Dzięki sobotniej wygranej z Siódemką Miedź Legnica 35:27 wracamy na odpowiednie tory. Biało-czerwoni w hali OSiR chcieli za wszelką cenę zmazać plamę po przegranej w Arenie Ostrów z Orlen Upstream SRS Przemyśl. Udało się – kluczem do zwycięstwa bardzo dobra obrona i postawa zmienników – przede wszystkim Bartosza Smolińskiego. Skrzydłowy Ostrovii rzucił w Legnicy 11 bramek.

Ostrowianie pojechali do Legnicy w roli zdecydowanego faworyta. Obawy przed meczem jednak były. Po pierwsze lider Ligi Centralnej przegrał ostatnie domowe starcie, po drugie w hali OSiR nie wygrał od sześciu lat. Pierwsze minuty spotkania i dobrze realizowany plan taktyczny sprawiły, że Ostrovia rozpędzała się i bardzo szybko przejęła mecz.

Michał Bałwas przed sobotnim meczem mówił, że jeśli KPR zagra bardzo dobrze w defensywie, będzie miał okazję do wyprowadzania szybkich kontrataków i łatwych bramek. Ostrowianie ten plan realizowali od pierwszego gwizdka sędziów. Tylko 4 stracone gole w 20 minut pozwalały na kontrolowanie losów meczu w kolejnych minutach.

Dobra defensywa pozwalała skutecznie interweniować bramkarzowi Arged KPR Ostrovia. Dawid Balcerek znów przypominał mur nie do przejścia, podobnie jak to było w całej I rundzie sezonu Ligi Centralnej. Ostrowianie z każdą kolejną minutą odbierali ochotę do gry drużynie z Legnicy.

Nieszczęście jednego jest szansą drugiego. Michał Bałwas w pierwszych minutach meczu doznał kontuzji stawu skokowego i musiał opuścić boisko. W jego miejsce na parkiecie pojawił się Bartosz Smoliński, który zagrał fenomenalne spotkanie. Skrzydłowy Ostrovii rzucił 11 bramek na bardzo wysokiej skuteczności.

Ostrowianie bardzo dobrze przepracowali ostatnie dwa tygodnie, który upłynęły od ostatniego domowego meczu z Orlen Upstream SRS Przemyśl. Domowa wpadka sprawiła, że Arged KPR Ostrovia pojechał do Legnicy podwójnie zmotywowany. Dzięki wygranej biało-czerwoni utrzymali bezpieczną przewagę nad grupą pościgową Ligi Centralnej.
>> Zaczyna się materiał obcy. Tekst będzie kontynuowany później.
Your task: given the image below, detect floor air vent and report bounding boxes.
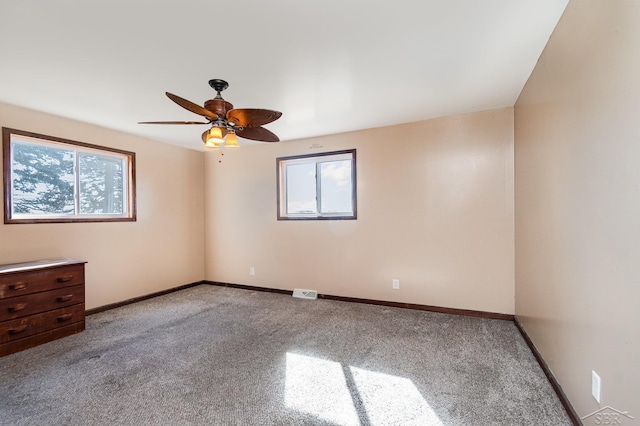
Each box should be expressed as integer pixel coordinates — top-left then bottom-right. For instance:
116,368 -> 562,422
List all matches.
293,288 -> 318,300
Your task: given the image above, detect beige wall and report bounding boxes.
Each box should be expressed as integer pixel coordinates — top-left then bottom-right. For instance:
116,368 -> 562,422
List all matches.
515,0 -> 640,424
205,108 -> 514,313
0,104 -> 204,309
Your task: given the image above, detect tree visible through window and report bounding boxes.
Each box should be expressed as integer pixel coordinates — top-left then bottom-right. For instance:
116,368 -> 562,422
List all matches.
277,150 -> 356,220
2,128 -> 135,223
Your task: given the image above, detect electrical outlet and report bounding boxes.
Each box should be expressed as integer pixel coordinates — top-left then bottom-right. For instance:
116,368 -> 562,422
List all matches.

Za tydzień zagramy kolejne domowe spotkanie. Do Areny przyjedzie Budnex Stal Gorzów, kolejny zespół, który buduje się w trakcie tego sezonu. W I rundzie lepszy był zespół prowadzony przez Macieja Nowakowskiego i Rafała Stempniaka, teraz jednak gorzowianie przyjadą będąc na fali.

Budnex Stal Gorzów to aktualnie trzecia siła zaplecza PGNiG Superligi. Arged KPR Otrovia dzięki wygranej w Legnicy znów ma siedem punktów przewagi nad drugim zespołem czyli AZS-em AWF Biała Podlaska. Siódemka Miedź Legnica znów pozostaje bez punktów i zajmuje przedostatnią pozycję w tabeli tuż nad Warmią Olsztyn.